Ce fut un très grand honneur pour moi de recevoir le Prix Henri-Tranquille mercredi dernier.
J’ai personnellement connu monsieur Tranquille en 1965 alors qu’il tenait librairie sur la rue Sainte-Catherine. Je travaillais sur la rue St-Urbain, tout juste à côté, et j’allais lui rendre visite sur l’heure du dîner.
J’ai toujours adoré lire… Les Bécassine, les Tintin, La Semaine de Suzette, Sylvie, hôtesse de l’air, n’avaient plus de secret pour moi ! Mais j’ai découvert tout un autre monde littéraire grâce à monsieur Tranquille : Bazin, Camus, Dumas, Green, Guèvremont, Loranger, Mauriac, Proust, Rops, Roy et bien d’autres..
Il les connaissait bien monsieur Tranquille, les filles du gouvernement fédéral qui travaillaient tout près de sa librairie. Il savait qu’il ne devait pas me vendre un livre trop « intellectuel», mais tout doucement, il augmentait l’intensité des histoires !
J’ignorais à cette époque qu’il était un libraire aussi extraordinaire; mais je pouvais compter sur lui pour me faire découvrir des auteurs qui me tiendraient compagnie de si longues heures.

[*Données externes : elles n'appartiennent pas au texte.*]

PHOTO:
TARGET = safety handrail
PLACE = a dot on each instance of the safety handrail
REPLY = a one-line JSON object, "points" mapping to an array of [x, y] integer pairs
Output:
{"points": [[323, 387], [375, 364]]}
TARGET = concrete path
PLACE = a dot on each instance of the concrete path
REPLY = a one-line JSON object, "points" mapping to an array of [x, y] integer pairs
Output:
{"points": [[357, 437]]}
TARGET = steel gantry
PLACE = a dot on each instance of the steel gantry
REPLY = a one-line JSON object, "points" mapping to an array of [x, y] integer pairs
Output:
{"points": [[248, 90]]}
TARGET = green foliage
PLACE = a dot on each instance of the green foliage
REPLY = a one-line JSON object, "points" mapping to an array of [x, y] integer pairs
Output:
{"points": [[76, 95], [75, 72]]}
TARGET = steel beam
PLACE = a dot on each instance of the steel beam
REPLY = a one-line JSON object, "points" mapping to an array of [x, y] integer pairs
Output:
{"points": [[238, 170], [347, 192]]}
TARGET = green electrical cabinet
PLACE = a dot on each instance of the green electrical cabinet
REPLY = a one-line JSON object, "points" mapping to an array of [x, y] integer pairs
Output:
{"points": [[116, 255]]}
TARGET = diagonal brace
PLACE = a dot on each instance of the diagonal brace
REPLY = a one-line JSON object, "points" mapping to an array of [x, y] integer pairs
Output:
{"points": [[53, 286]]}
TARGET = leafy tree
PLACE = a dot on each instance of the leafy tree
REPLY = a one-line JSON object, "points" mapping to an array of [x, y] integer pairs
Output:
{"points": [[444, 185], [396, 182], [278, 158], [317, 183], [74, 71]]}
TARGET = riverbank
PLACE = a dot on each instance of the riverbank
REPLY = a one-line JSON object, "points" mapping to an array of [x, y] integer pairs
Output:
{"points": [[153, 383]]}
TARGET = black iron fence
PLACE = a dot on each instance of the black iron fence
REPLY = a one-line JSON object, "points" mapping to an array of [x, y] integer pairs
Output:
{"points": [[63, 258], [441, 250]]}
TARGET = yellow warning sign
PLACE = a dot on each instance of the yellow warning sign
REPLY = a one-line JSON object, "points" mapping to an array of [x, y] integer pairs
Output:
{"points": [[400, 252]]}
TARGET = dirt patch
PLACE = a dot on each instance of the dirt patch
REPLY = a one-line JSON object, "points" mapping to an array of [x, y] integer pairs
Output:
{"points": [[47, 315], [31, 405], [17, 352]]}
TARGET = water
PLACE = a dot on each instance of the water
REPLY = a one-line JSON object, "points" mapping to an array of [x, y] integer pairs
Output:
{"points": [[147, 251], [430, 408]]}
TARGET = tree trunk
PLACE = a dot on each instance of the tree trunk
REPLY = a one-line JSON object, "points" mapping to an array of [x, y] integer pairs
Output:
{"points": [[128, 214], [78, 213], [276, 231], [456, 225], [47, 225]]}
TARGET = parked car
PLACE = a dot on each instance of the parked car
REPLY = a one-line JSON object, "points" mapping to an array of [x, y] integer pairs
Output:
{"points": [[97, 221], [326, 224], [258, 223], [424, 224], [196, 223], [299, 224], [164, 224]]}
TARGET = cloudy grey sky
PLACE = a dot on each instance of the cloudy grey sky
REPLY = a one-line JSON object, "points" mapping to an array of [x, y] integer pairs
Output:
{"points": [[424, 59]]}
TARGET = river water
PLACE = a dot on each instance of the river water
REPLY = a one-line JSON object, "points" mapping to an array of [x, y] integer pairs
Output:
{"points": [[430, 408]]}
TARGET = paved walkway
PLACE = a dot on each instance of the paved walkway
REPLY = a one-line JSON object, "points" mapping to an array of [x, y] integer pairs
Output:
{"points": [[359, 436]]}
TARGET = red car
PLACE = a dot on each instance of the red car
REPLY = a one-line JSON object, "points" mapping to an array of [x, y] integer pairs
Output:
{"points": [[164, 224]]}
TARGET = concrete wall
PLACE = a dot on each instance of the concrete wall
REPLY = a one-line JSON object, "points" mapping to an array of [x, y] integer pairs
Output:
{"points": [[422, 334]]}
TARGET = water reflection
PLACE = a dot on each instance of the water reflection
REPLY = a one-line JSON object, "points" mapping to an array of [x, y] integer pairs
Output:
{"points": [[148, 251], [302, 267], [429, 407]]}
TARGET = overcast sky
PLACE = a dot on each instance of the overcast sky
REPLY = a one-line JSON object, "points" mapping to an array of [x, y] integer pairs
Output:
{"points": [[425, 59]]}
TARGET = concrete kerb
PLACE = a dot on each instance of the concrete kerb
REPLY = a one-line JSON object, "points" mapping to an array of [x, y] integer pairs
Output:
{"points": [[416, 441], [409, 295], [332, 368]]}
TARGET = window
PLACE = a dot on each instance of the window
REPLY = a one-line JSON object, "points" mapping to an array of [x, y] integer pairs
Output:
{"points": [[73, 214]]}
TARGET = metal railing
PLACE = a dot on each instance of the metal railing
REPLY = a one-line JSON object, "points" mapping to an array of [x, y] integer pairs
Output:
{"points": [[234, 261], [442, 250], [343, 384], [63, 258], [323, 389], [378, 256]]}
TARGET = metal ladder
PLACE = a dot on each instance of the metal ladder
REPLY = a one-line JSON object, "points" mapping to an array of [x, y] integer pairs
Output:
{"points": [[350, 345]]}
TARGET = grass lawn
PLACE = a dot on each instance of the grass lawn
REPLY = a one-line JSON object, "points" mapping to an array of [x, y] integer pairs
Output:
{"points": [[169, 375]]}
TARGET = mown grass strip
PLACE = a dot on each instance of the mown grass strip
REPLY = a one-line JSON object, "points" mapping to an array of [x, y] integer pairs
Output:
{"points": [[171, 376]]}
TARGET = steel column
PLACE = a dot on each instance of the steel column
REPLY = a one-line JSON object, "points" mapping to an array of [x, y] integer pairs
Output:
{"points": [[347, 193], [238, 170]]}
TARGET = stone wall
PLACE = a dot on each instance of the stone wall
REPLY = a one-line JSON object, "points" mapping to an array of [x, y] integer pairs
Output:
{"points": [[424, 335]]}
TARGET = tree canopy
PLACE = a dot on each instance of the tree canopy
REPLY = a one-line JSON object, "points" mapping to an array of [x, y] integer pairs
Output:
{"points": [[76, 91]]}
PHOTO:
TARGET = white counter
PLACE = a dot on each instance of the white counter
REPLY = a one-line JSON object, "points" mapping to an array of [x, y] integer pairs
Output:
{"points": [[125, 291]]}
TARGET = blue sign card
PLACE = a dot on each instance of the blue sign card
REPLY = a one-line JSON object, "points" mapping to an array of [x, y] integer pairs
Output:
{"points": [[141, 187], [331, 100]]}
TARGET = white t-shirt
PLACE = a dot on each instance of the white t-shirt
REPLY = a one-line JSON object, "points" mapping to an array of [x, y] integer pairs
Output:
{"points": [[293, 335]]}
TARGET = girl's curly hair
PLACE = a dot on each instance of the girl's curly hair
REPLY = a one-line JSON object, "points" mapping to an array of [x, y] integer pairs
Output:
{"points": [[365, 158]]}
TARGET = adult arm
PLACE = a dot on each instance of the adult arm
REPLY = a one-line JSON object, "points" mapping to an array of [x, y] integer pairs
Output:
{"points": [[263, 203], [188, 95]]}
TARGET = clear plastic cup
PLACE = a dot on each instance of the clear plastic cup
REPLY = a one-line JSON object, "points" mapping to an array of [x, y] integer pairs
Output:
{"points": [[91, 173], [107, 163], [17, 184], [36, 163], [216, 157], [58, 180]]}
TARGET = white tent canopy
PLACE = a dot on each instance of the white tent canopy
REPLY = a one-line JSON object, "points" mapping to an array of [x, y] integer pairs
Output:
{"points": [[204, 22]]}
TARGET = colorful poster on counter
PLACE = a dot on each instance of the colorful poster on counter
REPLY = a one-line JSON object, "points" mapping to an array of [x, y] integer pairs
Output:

Le livre a toujours fait partie de ma vie. Je disais aux amies : « L’important, c’est de lire une histoire qui nous accroche, même si ce sont des bouquins Harlequin. Avec les années, vos goûts vont se développer et vous allez trouver beaucoup de plaisir à découvrir des auteurs plus sérieux ! Et même si vous n’aimez que les auteurs populaires romanesques ou de suspense, la lecture saura vous accompagner comme une bonne amie.
Vous comprenez donc la raison pour laquelle, quarante-sept ans plus tard, je suis si impressionnée et ravie de recevoir le Prix Henri-Tranquille qui pour moi a une valeur inestimable.
Vingt ans de gestion d’un club de lecture, «Les Bouquineuses de Joliette», m’ont bien préparée à l’écriture de chroniques littéraires.
Depuis 1998, j’écris bénévolement des chroniques littéraires pour le cyber-magazine Planète Québec.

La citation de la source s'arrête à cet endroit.